Dziś czuję się jak Waligóra i Wyrwidąb razem wzięci. Co prawda nie uratowałam żadnego miasta, a za żonę nie chcę żadnej księżniczki, ale czuję się jakbym pokonała smoka. To taka trochę przenośnia, bo mam jakieś poczucie wewnętrznej walki. Ale tylko czasem dociera do mnie, że jestem takim dzielnym rycerzem. A dziś naprawdę to czuję i wiem, że mogę jeszcze więcej, a to wszystko dzięki ludziom, jakich spotykam na swojej drodze. Jesteście cudowni.
W Unicornie , na cowtorkowych zajęciach od całej grupy i Uli usłyszałam wiele ciepłych słów i mnóstwo wsparcia. A od niejakiego Staszka wyznanie miłosne. To jest coś...

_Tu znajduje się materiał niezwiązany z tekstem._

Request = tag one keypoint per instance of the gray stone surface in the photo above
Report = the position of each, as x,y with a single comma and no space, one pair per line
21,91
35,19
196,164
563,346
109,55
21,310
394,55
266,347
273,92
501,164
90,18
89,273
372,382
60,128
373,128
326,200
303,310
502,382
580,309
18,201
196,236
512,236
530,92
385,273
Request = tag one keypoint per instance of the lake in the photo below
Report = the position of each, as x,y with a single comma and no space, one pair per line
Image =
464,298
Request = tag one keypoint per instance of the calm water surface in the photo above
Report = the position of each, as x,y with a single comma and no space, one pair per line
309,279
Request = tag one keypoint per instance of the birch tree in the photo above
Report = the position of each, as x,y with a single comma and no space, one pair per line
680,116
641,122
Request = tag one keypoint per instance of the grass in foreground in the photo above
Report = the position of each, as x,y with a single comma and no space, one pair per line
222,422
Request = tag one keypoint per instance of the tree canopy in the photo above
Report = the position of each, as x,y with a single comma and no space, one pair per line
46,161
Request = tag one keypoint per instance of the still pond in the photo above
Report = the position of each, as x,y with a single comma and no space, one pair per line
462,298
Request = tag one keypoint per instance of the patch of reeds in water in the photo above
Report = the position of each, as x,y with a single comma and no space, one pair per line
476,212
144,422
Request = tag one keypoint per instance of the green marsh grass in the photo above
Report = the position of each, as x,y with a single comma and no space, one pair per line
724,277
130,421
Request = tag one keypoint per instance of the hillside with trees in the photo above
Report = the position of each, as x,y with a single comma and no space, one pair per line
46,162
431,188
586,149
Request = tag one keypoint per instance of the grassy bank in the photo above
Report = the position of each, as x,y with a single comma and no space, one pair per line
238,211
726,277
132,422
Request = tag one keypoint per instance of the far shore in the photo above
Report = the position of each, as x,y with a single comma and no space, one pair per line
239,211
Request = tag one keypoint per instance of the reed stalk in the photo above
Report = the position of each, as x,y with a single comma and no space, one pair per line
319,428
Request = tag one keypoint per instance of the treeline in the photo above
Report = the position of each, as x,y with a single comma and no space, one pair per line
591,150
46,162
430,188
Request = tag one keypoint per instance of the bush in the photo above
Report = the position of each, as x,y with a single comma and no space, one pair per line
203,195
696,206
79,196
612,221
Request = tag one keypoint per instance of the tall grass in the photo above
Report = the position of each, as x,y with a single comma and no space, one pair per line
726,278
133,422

A na deserek, po włączeniu skrzynki pocztowej czekał niespodziewany list, który sprawił mi wiele radości. Poczułam się taka ważna, bo osoba, która mnie nie zna napisała tak:
"(...)Mam nadzieję, że wygrasz swoją bitwę, a później całą wojnę. Oglądając twoje zdjęcia zauważyłam w twoich oczach chęć życia, więc się nie poddawaj i walcz o nie ze wszystkich sił!!!!!!!!!!!!! W chwilach zwątpienia myśl o najbliższych i tak jak pięknie napisałaś cyt. "Przecież nikt z nas nie wie ile dni, miesięcy czy lat nam zostało. (...) Zawsze, nawet w najtrudniejszych chwilach, chcę walczyć do końca o swoje życie".

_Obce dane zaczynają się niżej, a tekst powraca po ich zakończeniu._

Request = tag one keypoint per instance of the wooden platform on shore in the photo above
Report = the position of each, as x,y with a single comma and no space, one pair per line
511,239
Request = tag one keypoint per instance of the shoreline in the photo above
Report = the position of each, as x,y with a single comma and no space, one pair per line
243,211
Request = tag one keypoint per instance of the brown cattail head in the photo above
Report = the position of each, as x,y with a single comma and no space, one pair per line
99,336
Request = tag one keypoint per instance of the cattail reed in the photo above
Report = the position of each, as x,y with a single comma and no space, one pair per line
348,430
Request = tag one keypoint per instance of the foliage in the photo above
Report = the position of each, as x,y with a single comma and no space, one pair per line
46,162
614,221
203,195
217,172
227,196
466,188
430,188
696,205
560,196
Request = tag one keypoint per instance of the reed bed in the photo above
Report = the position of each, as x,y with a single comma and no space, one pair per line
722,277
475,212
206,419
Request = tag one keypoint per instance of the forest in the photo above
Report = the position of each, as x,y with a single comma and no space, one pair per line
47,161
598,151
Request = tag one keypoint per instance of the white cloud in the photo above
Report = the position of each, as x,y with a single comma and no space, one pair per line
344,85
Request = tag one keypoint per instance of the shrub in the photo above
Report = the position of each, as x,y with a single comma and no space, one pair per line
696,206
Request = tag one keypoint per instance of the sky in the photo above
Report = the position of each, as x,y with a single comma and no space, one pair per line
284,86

WALCZ, A JA TRZYMAM KCIUKI ZA TWOJĄ WYGRANĄ!"
To takie cudne zwieńczenie cudnego dnia...

poniedziałek, 1 marca 2010

Wizyta w Warszawie

Dzisiejszy dzień był pełen emocji, ale samych pozytywnych. Na wizycie w Warszawie dowiedzieliśmy się dobrych wiadomości. Lek działa, bo nie pojawiły się nowe zmiany, a te istniejące mają ostre obrysy. Oznacza to, że nie robią nacieków na zdrowe komórki.
A naszej Kochanej Sylwii dziękujemy za gościnę i pyszną kolację.